Wednesday, February 1, 2012

The Innovative Side of Columbia

By Greg Hilton, Senior Project Manager, EngenuitySC
Some recent reports by our friends at the Kauffman Foundation have put South Carolina at close to the bottom in terms of entrepreneurial activity.  Their recent 2010 Index of Entrepreneurial Activity shows South Carolina with an index of .23% which means for every thousand people, we had 2.3 individuals start new businesses.  Many people speculate that we’ve been in the game less than other places like Austin, Raleigh and Silicon Valley so naturally, we’re way behind.  Others point to the agricultural history as another reason.  

Columbia, especially, has a reputation of not being a hot bed of entrepreneurial activity.  Critics point to an economy dominated by public employment (government, higher education), a weak business community (that drives activity), and risk averse culture.  As with most other things, detractors point to our neighbors in Greenville and Charleston and cite their growing cluster of high tech startups.  They say that Columbia is not business friendly and that government is not supportive of small businesses.  They say that Columbia doesn’t have the depth and breadth of quality startups to attract investment capital to the region.  

The truth of the matter is that while there is always more that could be done, Columbia is no sissy when it comes to great startups.  In fact, the diversity of our economic base is one of the strongest elements that supports our entrepreneurial activities.

While we might have gotten into the game late, Columbia has the capacity to turn it up in the “kitchen of entrepreneurship”.  I see it everywhere I go.  From amazing life sciences startups like like Bridge to Life, Vitasol, and RhythmLink; to innovative insurance tech companies like Duck Creek Technologies, EagleEye Analytics and Trumbull Services .  RhythemLink was just recognized again as one of the fastest growing companies in the state.  Duck Creek was recently acquired by Accenture for upwards of $100 million some speculate.  Our friends at Sensor Electronic Technologies (SETi) just announced $20 million in new capital and an expansion of 150 jobs in Richland County.  Shall we go on???  

In fact, this ebbing culture of entrepreneurship is not just limited to high tech sectors.

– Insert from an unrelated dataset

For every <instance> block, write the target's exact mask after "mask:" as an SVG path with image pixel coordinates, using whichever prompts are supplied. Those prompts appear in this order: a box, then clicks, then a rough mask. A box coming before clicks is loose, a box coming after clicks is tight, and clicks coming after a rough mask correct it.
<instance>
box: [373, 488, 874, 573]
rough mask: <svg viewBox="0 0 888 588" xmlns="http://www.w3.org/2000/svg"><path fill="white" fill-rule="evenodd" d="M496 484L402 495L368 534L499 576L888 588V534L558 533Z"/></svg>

Columbia has always been an underrated city for the creative economy because in some cases its an undercurrent that you have to be a part of to fully appreciate.  However, if you went to Ignite 2011 this year, you got a taste for what our fair city’s creative entrepreneurs are capable of with Philippe Herndon of Caroline Guitar Co. and Katrina refugee Natalie Brown with Alternacirque. Nothing gets me more excited than when creativity and a desire to start something new collide.  In fact, I’d argue that we have one of the more entrepreneurial creative communities in the southeast...even in the nonprofit sector (where, by the way, thinking entrepreneurially is a must in tight times).    

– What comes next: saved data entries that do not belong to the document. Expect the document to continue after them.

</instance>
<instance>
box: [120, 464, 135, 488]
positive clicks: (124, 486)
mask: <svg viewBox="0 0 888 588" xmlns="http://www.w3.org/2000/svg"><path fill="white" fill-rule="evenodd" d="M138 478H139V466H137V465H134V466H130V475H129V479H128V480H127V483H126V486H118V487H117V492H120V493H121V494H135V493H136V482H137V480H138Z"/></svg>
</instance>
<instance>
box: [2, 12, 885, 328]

So, to the detractors and nonbelievers...its time to take it to find something else to complain about.  For the inventors, innovators, and entrepreneurial spirits...its time to take it to the next level in Famously Hot Columbia, SC.  Everyone has a role to play in this game.  As the saying goes, “it takes a village...”.  

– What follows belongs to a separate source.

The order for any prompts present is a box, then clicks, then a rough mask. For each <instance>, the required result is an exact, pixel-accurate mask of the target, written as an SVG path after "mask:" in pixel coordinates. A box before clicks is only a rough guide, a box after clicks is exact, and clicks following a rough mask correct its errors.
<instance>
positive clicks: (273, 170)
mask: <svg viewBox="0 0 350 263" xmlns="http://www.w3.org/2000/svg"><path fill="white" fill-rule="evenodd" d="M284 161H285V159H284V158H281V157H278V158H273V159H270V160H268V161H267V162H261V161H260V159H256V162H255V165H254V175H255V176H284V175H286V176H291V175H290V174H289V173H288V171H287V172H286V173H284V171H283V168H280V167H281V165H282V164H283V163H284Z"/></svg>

Greg Hilton is a Senior Project Manager for EngenuitySC. He leads EngenuitySC's involvement in entrepreneurial support and community development, manages EngenuitySC's involvement with the USC-City of Columbia Fuel Cell Collaborative, is a consultant to New Carolina's iTs|SC (insurance technology and services group), and is the former volunteer chair for the board of directors at Columbia Opportunity Resource | COR. Greg is dedicated to building innovative, entrepreneurial, and dynamic communities.